Was ist an der angeblich politisierten, parteiischen Justiz dran?
Nichts. Auch andere Parteien wurden schon wegen desselben Vergehens verurteilt. Allerdings war noch keine französische Partei dabei so weit gegangen wie die Partei der Le Pens: 4,6 Millionen Euro. Außerdem hätte die Staatsanwaltschaft die Möglichkeit gehabt, eine doppelt so hohe Strafe zu fordern: zehn Jahre Haft, eine Million Euro Buße, zehn Jahre Unwählbarkeit. Der Antrag für eine Anwendung der exécution provisoire, die so viel zu reden gibt, rechtfertigt die Anklage damit, dass die Partei über die Jahre alles darangesetzt habe, den Gang der Justiz zu behindern.
Die Klausel fußt auf einem Gesetz aus dem Jahr 2016, dessen Ziel es ist, mehr Anstand und Korrektheit ins öffentliche, politische Leben des Landes zu bringen. Ob die drei Richter im Prozess sie auch tatsächlich anwenden, ist offen.

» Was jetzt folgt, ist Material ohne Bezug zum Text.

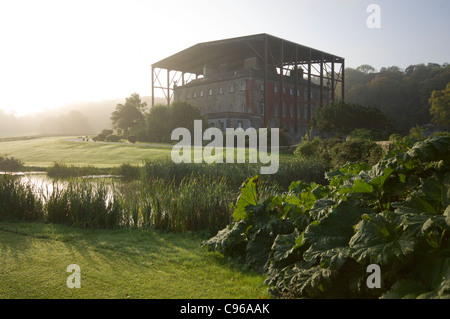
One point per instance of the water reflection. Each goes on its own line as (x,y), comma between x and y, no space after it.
(44,186)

Wie sehen die Franzosen diesen Prozess?
Das kommt darauf an, wen man fragt. Le Pens treueste Anhänger sehen es natürlich wie „Marine“, ihre Unterstützung dürfte bei einer Verurteilung eher noch größer werden: diese Richter! Dann gibt es unter den Wählern des Rassemblement National jene, die glauben, dass Jordan Bardella die besseren Wahlchancen hätte als Le Pen.

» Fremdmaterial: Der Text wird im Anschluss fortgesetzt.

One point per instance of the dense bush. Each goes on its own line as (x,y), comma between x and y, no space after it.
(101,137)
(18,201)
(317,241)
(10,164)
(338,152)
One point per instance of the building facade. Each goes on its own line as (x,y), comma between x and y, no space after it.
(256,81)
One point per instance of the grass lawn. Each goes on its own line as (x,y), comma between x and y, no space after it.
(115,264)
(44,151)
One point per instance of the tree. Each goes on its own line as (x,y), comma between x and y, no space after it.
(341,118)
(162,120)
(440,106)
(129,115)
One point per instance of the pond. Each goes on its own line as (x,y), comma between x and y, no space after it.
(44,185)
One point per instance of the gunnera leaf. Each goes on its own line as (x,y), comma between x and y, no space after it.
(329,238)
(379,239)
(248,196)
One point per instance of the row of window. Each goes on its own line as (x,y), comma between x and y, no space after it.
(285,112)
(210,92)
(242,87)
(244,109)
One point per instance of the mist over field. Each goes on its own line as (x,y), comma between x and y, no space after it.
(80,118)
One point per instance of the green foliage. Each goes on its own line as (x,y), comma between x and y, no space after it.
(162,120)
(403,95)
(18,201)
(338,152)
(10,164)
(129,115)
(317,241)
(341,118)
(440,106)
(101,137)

Außerdem gibt es Solidarische anderer Parteien – prominente Stimmen aus der bürgerlichen Rechten und der radikalen Linken, die finden, eine Disqualifizierung Le Pens wäre unverhältnismäßig. Bei diesen Politikern spielt auch ein Selbsterhaltungsreflex eine Rolle: Wer weiß schon, wen es als Nächsten trifft? Alle anderen Franzosen sagen sich wohl: Vor dem Gesetz sollen alle Bürger gleich sein.